N’était-ce pas l’objectif des différents
forums sociaux – du Forum social mondial aux forums à
thèmes, forums régionaux et locaux – qui sont
parvenus à monter des plateformes pour des débats
horizontaux et des stratégies, des plateformes multidisciplinaires,
mais aussi pluri-générationnelles ? La réussite
des forums sociaux a été rendue possible seulement
grâce à une révolution culturelle d’une
sorte la plus profonde, d’une génération plus
ancienne, et à cette volonté des génération
d’apprendre une nouvelle praxis de démocratie, à
la fois d’actions et de débats.
Sans cette révolution, il est plus que certain que la jeunesse
de Seattle et Gênes ne serait pas parvenue à la création,
par nous tous, d’un anti-Davos et un anti-Porto Allegre.

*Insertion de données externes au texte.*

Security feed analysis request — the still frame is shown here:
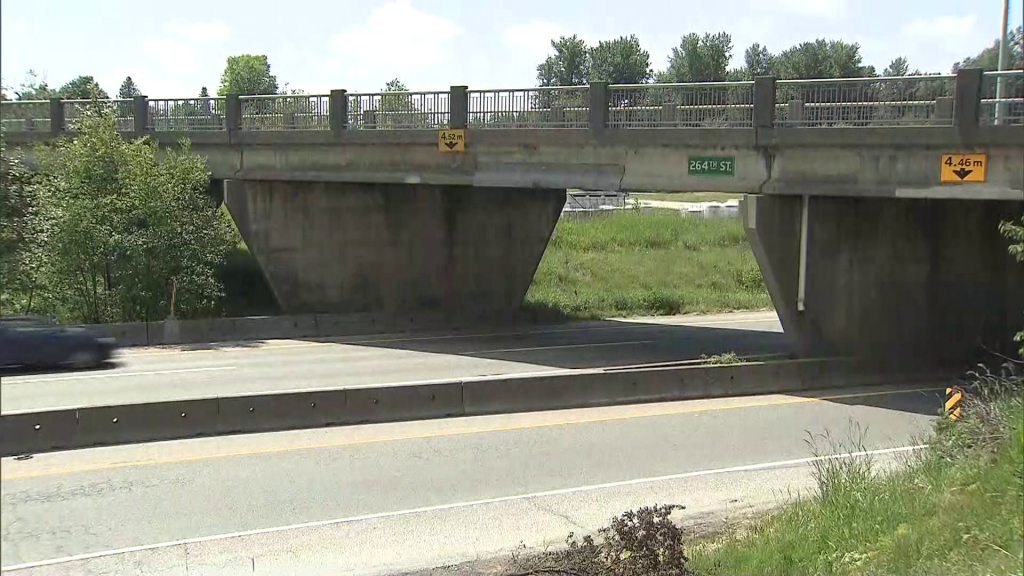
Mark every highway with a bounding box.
[0,379,941,576]
[0,313,791,413]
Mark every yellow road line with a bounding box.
[0,386,942,481]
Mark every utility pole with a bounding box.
[995,0,1010,124]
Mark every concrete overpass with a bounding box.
[3,70,1024,361]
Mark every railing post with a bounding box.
[224,94,242,139]
[935,96,953,126]
[785,100,804,126]
[131,96,150,136]
[589,82,610,132]
[328,90,348,134]
[953,68,982,138]
[449,86,469,128]
[362,109,377,130]
[753,76,775,128]
[660,102,679,128]
[50,98,65,136]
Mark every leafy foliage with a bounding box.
[659,32,732,82]
[18,109,232,323]
[590,35,652,84]
[0,132,37,314]
[14,70,57,100]
[217,54,278,96]
[537,34,591,86]
[56,76,111,100]
[999,216,1024,358]
[118,76,142,99]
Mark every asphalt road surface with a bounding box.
[0,379,941,576]
[0,313,791,412]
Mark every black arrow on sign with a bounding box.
[953,168,974,180]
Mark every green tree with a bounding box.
[14,70,56,100]
[590,35,652,84]
[537,34,591,86]
[57,76,111,100]
[953,26,1024,72]
[118,76,142,99]
[217,54,278,96]
[775,38,874,80]
[882,56,910,77]
[999,216,1024,358]
[30,110,232,323]
[0,135,39,315]
[743,42,775,78]
[665,32,732,82]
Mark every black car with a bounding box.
[0,316,118,368]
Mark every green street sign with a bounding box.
[689,156,736,176]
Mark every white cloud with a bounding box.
[754,0,847,18]
[329,0,463,82]
[182,22,231,42]
[903,13,978,38]
[142,36,196,74]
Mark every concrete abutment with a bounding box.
[740,195,1024,365]
[224,180,565,319]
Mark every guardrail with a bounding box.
[0,69,1024,135]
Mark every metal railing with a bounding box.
[348,91,451,130]
[0,100,50,132]
[775,75,956,127]
[608,82,754,128]
[239,94,331,130]
[0,70,1024,134]
[467,86,590,129]
[146,97,226,132]
[978,70,1024,126]
[60,99,135,132]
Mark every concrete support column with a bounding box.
[449,86,469,128]
[131,96,150,136]
[740,195,1024,368]
[224,180,565,320]
[589,82,610,132]
[328,90,348,134]
[754,76,775,128]
[953,68,982,140]
[50,98,65,136]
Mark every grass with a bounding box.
[687,366,1024,575]
[630,192,743,202]
[526,210,771,318]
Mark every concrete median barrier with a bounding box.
[74,398,219,448]
[346,380,463,424]
[0,408,78,456]
[218,389,348,434]
[0,359,944,456]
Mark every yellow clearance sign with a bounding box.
[940,153,988,182]
[437,128,466,152]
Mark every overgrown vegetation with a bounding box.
[0,107,233,323]
[505,365,1024,576]
[526,211,771,318]
[999,216,1024,358]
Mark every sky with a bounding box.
[0,0,1024,97]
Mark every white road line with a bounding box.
[4,366,238,384]
[459,340,654,354]
[0,444,926,572]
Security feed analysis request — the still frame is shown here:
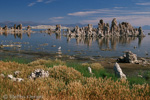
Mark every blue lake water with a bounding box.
[0,30,150,57]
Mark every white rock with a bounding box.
[8,75,14,79]
[114,62,127,79]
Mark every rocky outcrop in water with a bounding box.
[117,51,138,63]
[67,18,144,37]
[117,51,150,65]
[55,24,61,33]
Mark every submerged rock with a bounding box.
[117,51,138,63]
[114,63,127,79]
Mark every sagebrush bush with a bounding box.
[49,66,83,83]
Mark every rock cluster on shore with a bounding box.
[0,24,33,33]
[117,51,150,65]
[67,18,145,37]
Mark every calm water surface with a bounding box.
[0,30,150,57]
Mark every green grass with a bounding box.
[2,57,32,64]
[128,77,148,85]
[3,57,150,85]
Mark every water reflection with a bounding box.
[0,31,143,51]
[67,37,143,51]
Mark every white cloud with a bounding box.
[68,9,119,16]
[136,2,150,6]
[28,2,36,7]
[80,15,150,26]
[49,17,64,22]
[28,0,56,7]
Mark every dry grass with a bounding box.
[82,63,104,70]
[0,60,150,100]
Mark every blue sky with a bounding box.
[0,0,150,26]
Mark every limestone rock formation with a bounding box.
[67,18,144,37]
[55,24,61,33]
[17,24,22,30]
[117,51,138,63]
[114,63,127,79]
[111,18,119,35]
[138,27,144,36]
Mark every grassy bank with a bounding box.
[0,60,150,100]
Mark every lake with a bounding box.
[0,30,150,58]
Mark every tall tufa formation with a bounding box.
[110,18,119,36]
[68,18,144,37]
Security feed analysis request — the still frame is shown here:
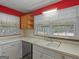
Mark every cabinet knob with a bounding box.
[40,54,43,57]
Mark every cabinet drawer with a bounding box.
[33,51,55,59]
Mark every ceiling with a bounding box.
[0,0,60,13]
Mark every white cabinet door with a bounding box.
[2,43,19,59]
[33,51,54,59]
[33,45,63,59]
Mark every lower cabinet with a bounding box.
[33,51,55,59]
[33,45,63,59]
[1,41,21,59]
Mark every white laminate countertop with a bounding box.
[0,37,79,58]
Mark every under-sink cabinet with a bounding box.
[33,45,63,59]
[0,41,22,59]
[33,45,79,59]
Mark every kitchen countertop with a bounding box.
[0,36,79,58]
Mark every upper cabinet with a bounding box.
[20,14,34,29]
[34,5,79,39]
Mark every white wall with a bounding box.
[0,12,20,36]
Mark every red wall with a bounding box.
[0,5,23,16]
[0,0,79,16]
[32,0,79,16]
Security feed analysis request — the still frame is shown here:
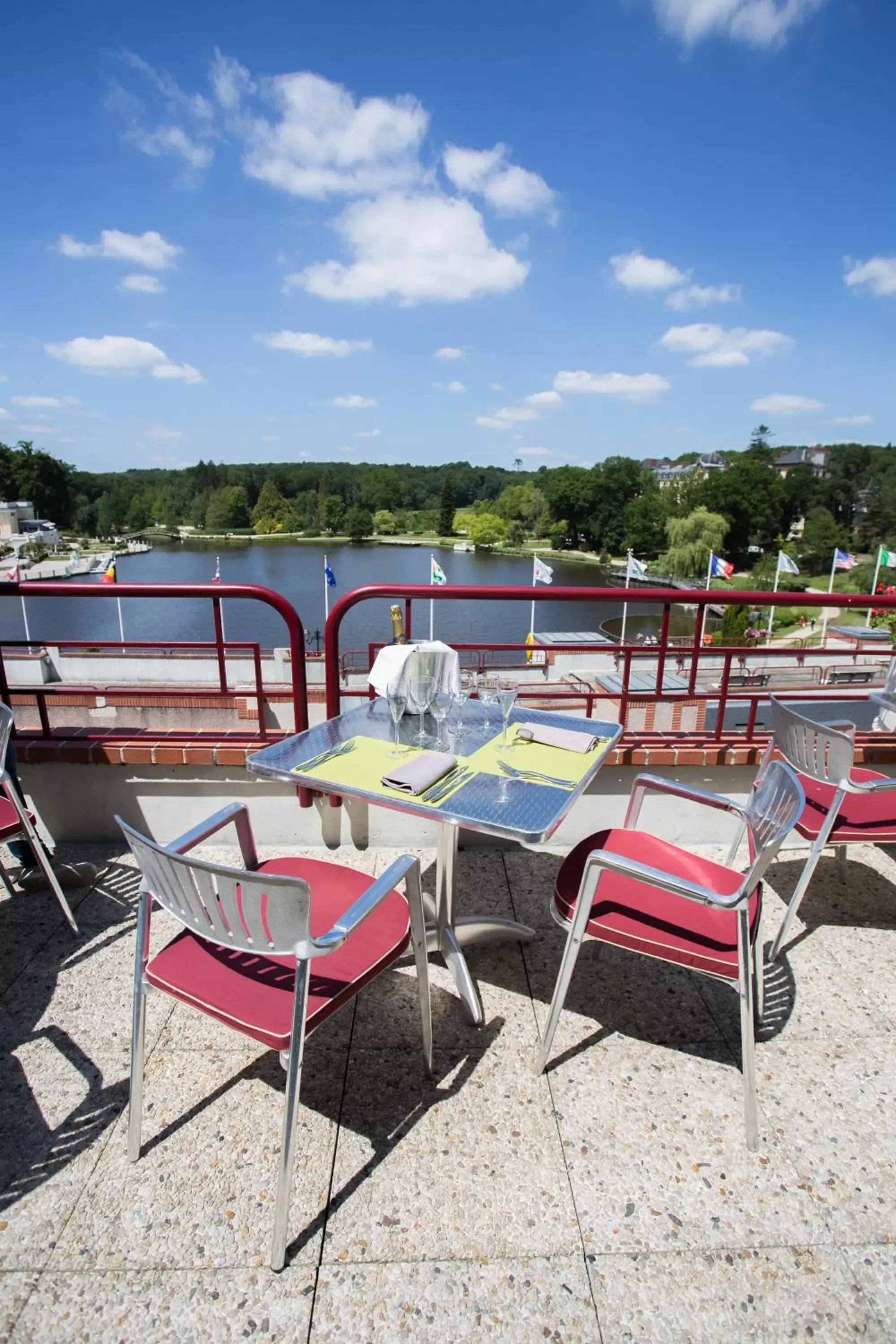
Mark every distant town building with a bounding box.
[772,445,830,476]
[653,453,728,487]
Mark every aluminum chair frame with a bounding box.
[763,694,896,961]
[534,761,805,1150]
[0,703,78,933]
[116,802,433,1270]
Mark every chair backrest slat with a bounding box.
[120,821,310,956]
[771,696,856,789]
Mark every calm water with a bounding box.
[0,543,672,649]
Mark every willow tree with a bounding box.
[662,505,728,579]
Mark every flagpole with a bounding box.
[821,547,837,649]
[865,546,884,625]
[766,551,780,644]
[529,555,538,634]
[619,551,631,645]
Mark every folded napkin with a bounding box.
[380,751,457,794]
[367,640,461,714]
[516,723,600,751]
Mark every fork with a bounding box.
[498,761,575,789]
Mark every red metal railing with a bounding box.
[324,583,896,741]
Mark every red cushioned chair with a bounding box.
[534,761,805,1148]
[0,704,78,933]
[116,804,433,1270]
[766,696,896,961]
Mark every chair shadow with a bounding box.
[0,862,140,1211]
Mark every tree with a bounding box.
[253,476,293,532]
[663,505,728,579]
[466,513,506,546]
[345,505,374,542]
[206,485,249,532]
[438,476,454,536]
[799,507,842,574]
[374,508,398,536]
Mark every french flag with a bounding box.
[709,555,735,579]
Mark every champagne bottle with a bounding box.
[390,602,407,644]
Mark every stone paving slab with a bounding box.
[0,845,896,1344]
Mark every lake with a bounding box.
[0,542,672,649]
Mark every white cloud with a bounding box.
[610,251,689,290]
[9,396,78,407]
[255,331,374,359]
[666,285,743,313]
[659,323,793,368]
[44,336,203,383]
[844,257,896,296]
[442,145,555,216]
[653,0,822,47]
[553,368,672,402]
[750,392,825,415]
[286,195,529,304]
[146,425,184,438]
[56,228,184,270]
[473,406,541,429]
[117,276,165,294]
[233,66,429,200]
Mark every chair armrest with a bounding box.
[583,849,745,910]
[306,853,419,957]
[623,774,747,831]
[165,802,258,868]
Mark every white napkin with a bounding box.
[367,640,461,714]
[516,723,600,751]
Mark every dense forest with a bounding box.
[0,426,896,575]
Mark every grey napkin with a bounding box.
[380,751,457,794]
[516,723,600,751]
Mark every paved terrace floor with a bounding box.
[0,848,896,1344]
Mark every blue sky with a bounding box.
[0,0,896,469]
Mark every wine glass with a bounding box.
[430,691,454,751]
[497,676,518,751]
[386,680,407,757]
[478,672,498,732]
[411,673,435,747]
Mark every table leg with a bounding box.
[427,823,534,1027]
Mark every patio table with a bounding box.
[246,700,622,1025]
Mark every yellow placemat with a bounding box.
[292,738,462,808]
[466,724,610,784]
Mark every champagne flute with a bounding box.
[430,691,454,751]
[497,676,518,751]
[411,675,435,747]
[386,680,407,757]
[478,672,498,732]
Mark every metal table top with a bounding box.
[246,699,622,844]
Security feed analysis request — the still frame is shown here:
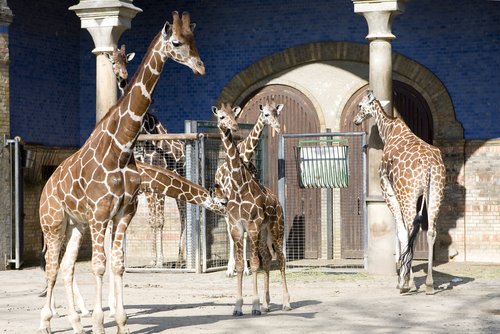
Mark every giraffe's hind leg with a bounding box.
[380,173,415,293]
[37,206,66,334]
[259,224,272,312]
[425,165,445,294]
[61,222,85,333]
[269,211,292,311]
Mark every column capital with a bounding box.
[0,0,14,26]
[353,0,406,41]
[69,0,142,54]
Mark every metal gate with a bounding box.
[278,132,367,261]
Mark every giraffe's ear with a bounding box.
[161,21,172,39]
[233,107,242,118]
[212,106,217,116]
[127,52,135,62]
[276,103,285,116]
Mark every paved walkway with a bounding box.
[0,262,500,334]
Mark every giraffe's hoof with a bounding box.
[36,328,52,334]
[80,311,92,318]
[399,287,410,294]
[252,310,262,315]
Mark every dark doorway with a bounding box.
[240,85,321,259]
[341,81,433,259]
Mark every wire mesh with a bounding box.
[279,133,365,262]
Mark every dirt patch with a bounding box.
[0,262,500,333]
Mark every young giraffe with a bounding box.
[39,12,205,333]
[212,104,291,316]
[215,102,283,277]
[354,91,446,294]
[134,112,186,267]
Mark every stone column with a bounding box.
[353,0,406,274]
[69,0,142,123]
[0,0,13,270]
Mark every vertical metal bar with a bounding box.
[361,132,368,269]
[326,129,333,260]
[14,137,23,269]
[196,137,207,273]
[278,134,287,254]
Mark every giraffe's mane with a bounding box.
[96,31,162,128]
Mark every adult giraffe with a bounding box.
[39,12,205,333]
[134,112,186,268]
[354,91,446,294]
[212,104,291,316]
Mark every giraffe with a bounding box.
[39,44,135,317]
[215,101,283,277]
[105,44,135,95]
[134,112,186,267]
[106,45,186,268]
[354,91,446,294]
[212,104,291,316]
[39,12,205,333]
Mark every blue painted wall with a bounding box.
[9,0,500,146]
[8,0,80,147]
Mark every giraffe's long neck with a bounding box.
[96,33,167,167]
[373,100,397,144]
[238,114,265,162]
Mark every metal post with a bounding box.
[278,134,287,254]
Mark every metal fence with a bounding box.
[278,132,367,263]
[125,121,261,272]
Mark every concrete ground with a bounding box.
[0,262,500,334]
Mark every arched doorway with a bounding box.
[341,80,433,259]
[239,85,321,259]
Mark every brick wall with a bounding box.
[11,0,500,146]
[464,139,500,262]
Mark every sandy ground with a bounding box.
[0,262,500,333]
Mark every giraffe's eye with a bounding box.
[172,41,182,48]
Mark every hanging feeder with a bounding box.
[296,139,349,188]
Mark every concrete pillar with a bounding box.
[69,0,142,123]
[0,0,13,270]
[353,0,406,275]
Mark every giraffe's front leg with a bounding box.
[247,228,267,315]
[259,226,272,312]
[61,223,85,333]
[111,201,137,334]
[230,222,243,316]
[90,221,106,334]
[380,174,410,293]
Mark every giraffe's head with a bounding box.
[354,90,376,125]
[212,103,241,132]
[105,45,135,95]
[259,102,283,133]
[162,12,205,75]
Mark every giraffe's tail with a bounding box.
[38,238,47,297]
[399,212,424,277]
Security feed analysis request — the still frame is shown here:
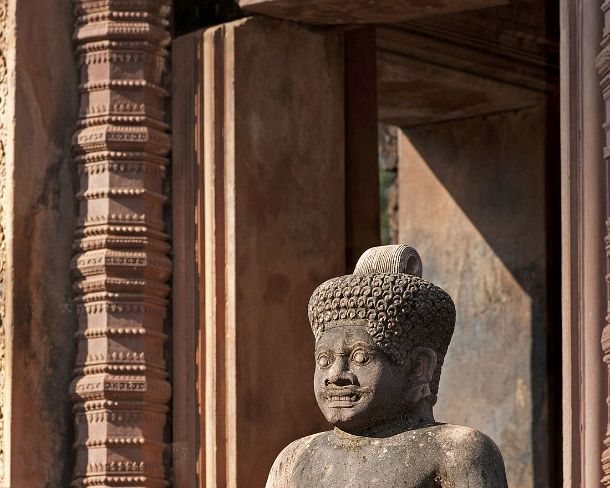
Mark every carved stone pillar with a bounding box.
[597,0,610,486]
[71,0,171,487]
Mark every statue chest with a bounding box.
[291,437,444,488]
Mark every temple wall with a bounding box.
[0,0,78,487]
[398,107,559,488]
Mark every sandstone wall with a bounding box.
[0,0,78,487]
[398,106,560,488]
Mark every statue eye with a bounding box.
[352,349,370,364]
[317,353,331,368]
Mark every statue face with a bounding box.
[314,325,410,433]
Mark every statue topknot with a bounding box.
[308,245,455,396]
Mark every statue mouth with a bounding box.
[324,386,365,408]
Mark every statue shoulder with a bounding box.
[265,432,327,488]
[438,424,508,488]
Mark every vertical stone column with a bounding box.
[71,0,171,487]
[597,0,610,486]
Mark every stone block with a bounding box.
[239,0,508,24]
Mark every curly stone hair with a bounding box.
[308,273,455,403]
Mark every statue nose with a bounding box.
[324,358,358,386]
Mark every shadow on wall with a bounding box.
[398,106,561,488]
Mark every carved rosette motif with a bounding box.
[597,0,610,486]
[71,0,171,487]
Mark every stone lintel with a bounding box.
[239,0,509,25]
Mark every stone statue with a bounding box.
[267,245,507,488]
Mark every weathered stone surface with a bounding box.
[239,0,509,24]
[199,17,345,487]
[377,1,559,127]
[399,106,558,488]
[70,0,171,487]
[267,245,507,488]
[5,0,78,487]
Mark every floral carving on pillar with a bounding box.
[71,0,171,487]
[597,0,610,486]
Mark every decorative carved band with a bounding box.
[0,0,10,486]
[597,0,610,486]
[71,0,171,487]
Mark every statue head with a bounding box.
[309,245,455,432]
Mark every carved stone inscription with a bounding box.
[71,0,171,487]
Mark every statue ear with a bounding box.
[409,347,437,383]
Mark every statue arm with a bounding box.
[265,435,315,488]
[443,431,508,488]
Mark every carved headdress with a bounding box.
[308,245,455,394]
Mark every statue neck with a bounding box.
[334,398,436,438]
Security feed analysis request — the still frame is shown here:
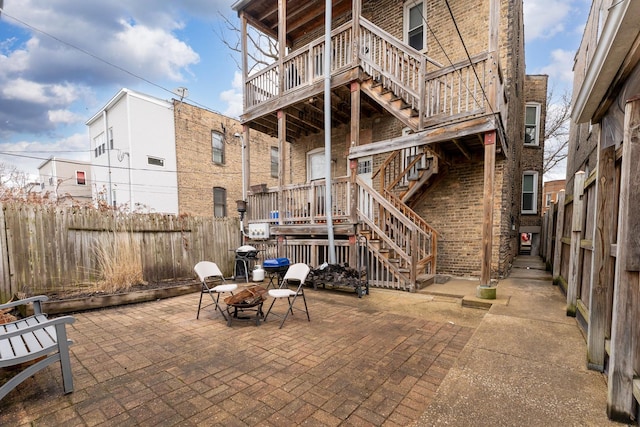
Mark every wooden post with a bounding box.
[351,0,362,64]
[544,203,558,265]
[607,98,640,423]
[587,144,616,372]
[0,203,14,303]
[347,80,360,265]
[552,190,565,280]
[277,110,287,225]
[477,131,496,299]
[278,0,287,95]
[240,125,251,202]
[240,12,250,110]
[567,171,585,317]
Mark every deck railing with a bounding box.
[247,177,351,225]
[245,17,506,129]
[245,23,353,109]
[358,18,427,111]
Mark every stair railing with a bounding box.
[356,178,436,290]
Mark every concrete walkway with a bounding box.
[0,258,616,426]
[415,257,620,427]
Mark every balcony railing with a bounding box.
[245,17,506,129]
[247,177,352,225]
[244,23,354,109]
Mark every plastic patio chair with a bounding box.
[264,263,311,328]
[193,261,238,320]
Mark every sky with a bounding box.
[0,0,591,180]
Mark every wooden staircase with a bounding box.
[360,76,420,131]
[356,178,437,291]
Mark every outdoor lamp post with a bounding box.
[236,200,247,246]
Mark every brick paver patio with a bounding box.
[0,290,474,426]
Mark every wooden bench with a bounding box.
[0,295,75,399]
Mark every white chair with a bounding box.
[264,263,311,328]
[193,261,238,320]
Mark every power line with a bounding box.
[3,11,225,114]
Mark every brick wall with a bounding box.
[255,0,528,277]
[520,75,548,232]
[174,101,278,216]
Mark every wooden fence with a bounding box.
[0,203,241,301]
[542,99,640,420]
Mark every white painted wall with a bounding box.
[87,89,178,214]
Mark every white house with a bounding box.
[38,157,92,202]
[86,88,178,214]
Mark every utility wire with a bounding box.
[2,10,225,114]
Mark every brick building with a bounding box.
[173,100,280,217]
[542,179,565,215]
[233,0,546,289]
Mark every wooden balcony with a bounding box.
[242,17,506,142]
[247,177,355,235]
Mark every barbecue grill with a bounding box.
[262,258,290,288]
[234,245,259,282]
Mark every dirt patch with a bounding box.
[46,279,197,301]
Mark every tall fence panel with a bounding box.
[545,98,640,421]
[0,202,241,301]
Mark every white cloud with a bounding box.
[49,110,84,124]
[523,0,571,43]
[0,133,91,177]
[540,49,575,83]
[109,20,200,81]
[220,71,242,117]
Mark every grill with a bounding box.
[234,245,259,282]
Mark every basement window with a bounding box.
[147,156,164,167]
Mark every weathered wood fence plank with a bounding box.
[587,147,617,372]
[0,202,240,301]
[567,171,585,316]
[607,100,640,422]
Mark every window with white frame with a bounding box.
[76,171,87,185]
[524,104,540,146]
[147,156,164,167]
[211,131,224,165]
[213,187,227,218]
[93,132,104,157]
[521,171,538,214]
[404,0,427,52]
[307,147,325,181]
[271,147,280,178]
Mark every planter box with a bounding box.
[42,283,202,314]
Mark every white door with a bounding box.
[358,156,373,217]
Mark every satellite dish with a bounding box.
[172,87,189,101]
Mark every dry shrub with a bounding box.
[95,233,144,292]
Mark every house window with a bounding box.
[76,171,87,185]
[93,132,104,157]
[522,171,538,214]
[147,156,164,166]
[524,104,540,146]
[271,147,280,178]
[404,1,427,51]
[213,187,227,218]
[211,131,224,165]
[307,147,326,181]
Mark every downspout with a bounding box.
[102,109,115,207]
[324,0,336,264]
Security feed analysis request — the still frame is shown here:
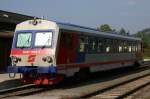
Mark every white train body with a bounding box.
[8,19,142,84]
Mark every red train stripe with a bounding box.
[11,48,53,55]
[57,59,136,70]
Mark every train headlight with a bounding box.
[11,56,21,63]
[46,56,53,63]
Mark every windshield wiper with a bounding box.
[20,36,31,49]
[42,38,50,49]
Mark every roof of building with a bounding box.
[0,10,33,24]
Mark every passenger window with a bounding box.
[79,38,85,52]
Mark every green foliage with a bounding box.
[135,28,150,57]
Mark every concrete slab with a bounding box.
[0,73,23,90]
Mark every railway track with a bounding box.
[0,63,150,99]
[86,71,150,99]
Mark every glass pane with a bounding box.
[35,32,52,47]
[17,33,32,47]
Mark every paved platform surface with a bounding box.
[0,73,22,90]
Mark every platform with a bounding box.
[0,73,22,90]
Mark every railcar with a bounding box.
[8,19,143,85]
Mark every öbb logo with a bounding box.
[28,55,36,62]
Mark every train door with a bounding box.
[57,32,77,64]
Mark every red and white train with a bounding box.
[8,19,143,84]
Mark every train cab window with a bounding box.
[138,43,141,52]
[88,37,97,53]
[16,33,32,48]
[61,33,73,49]
[118,41,123,53]
[123,41,128,52]
[105,39,111,53]
[79,38,85,52]
[35,32,52,47]
[97,39,103,53]
[131,43,135,52]
[128,42,132,53]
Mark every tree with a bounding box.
[97,24,112,32]
[119,28,126,35]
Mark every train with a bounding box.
[7,18,143,85]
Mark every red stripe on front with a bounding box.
[11,49,53,55]
[57,59,136,70]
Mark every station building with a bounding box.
[0,10,33,72]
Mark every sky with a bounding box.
[0,0,150,34]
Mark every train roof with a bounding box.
[56,22,142,41]
[16,19,142,42]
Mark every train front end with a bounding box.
[8,19,63,85]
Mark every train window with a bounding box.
[118,41,123,53]
[79,37,85,52]
[132,43,136,52]
[88,37,96,53]
[35,32,52,47]
[105,39,111,53]
[138,43,141,52]
[61,33,73,49]
[16,33,32,47]
[97,40,103,52]
[123,41,128,52]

Ici, en Israël, la révolution culturelle est toujours
devant nous. Et jusqu’à ce qu’elle soit là,
nous devons apprendre la modestie et la capacité à
écouter, aller manifester à Bil’in et à
Kfar Shalem, au check-point d’A-Ram et à Abu Dis, derrière
les Anarchistes qui s’écrient « Derrière
nous » et qui ouvrent la voie vers un nouveau combat contre
l’occupation et vers une véritable coopération
entre les peuples de la terre.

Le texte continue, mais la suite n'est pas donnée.